Nanopartikel: Wo bleiben sie, und wie verändern sie sich?
Eine große Zahl an Nanomaterialien wird zur Verarbeitung in Flüssigkeiten eingebracht und dann versprüht. „Nanopartikel sind in der Luft nicht in Reinform vorhanden. Sie unterliegen bei der Freisetzung Veränderungsprozessen und werden in der Regel zusammen mit anderen Partikeln und Stoffen als Gemisch eingeatmet“, sagt der Präsident des Bundesinstituts für Risikobewertung (BfR), Professor Andreas Hensel.
Unklar: Matrixeffekt in flüssigen Formulierungen
Bekannte Beispiele solcher Kleinstteilchen-Flüssigkeitsgemische aus dem Alltag sind Reinigungs- und Imprägnier-Sprays, beispielsweise beim Lackieren oder Versiegeln.

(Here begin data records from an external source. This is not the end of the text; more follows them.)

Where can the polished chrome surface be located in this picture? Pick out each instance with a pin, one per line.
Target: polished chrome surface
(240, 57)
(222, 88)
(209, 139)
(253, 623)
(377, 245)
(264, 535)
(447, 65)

Diese luftgetragenen Nanomaterialien werden als „aerosolisiert“ bezeichnet. Bisher ist wenig über den Verbleib und die Effekte solcher Gemische bekannt. Vor allem der Einfluss sogenannter Matrixeffekte in flüssigen Formulierungen ist bislang ungeklärt: So können beispielswiese Nanomaterialien andere Substanzen binden und als Träger an Orte in der Lunge befördern, wo diese Stoffe unter anderen Umständen nicht hingelangen würden.
Verhalten in Gegenwart anderer Chemikalien
Im Mittelpunkt des Forschungsvorhabens „Fate of aerosolized Nanoparticles: The influence of surface active substances on lung deposition and respiratory effects“ – kurz NANOaers – steht deshalb die Frage, wie sich die Nanomaterialien in Gegenwart anderer Chemikalien verhalten und welche Auswirkungen sie auf den Menschen haben. Dabei sollen die potenzielle Aufnahme dieser Gemische über die Atemwege und ihr Verbleib in der Lunge aufgeklärt werden. Im Projekt wird auch untersucht, in welcher Weise sich Nanopartikel eventuell bereits auf ihrem Weg durch die Luft in ihrer chemischen und physikalischen Komposition verändern und ob und in welchem Umfang sich andere Stoffe an sie anlagern.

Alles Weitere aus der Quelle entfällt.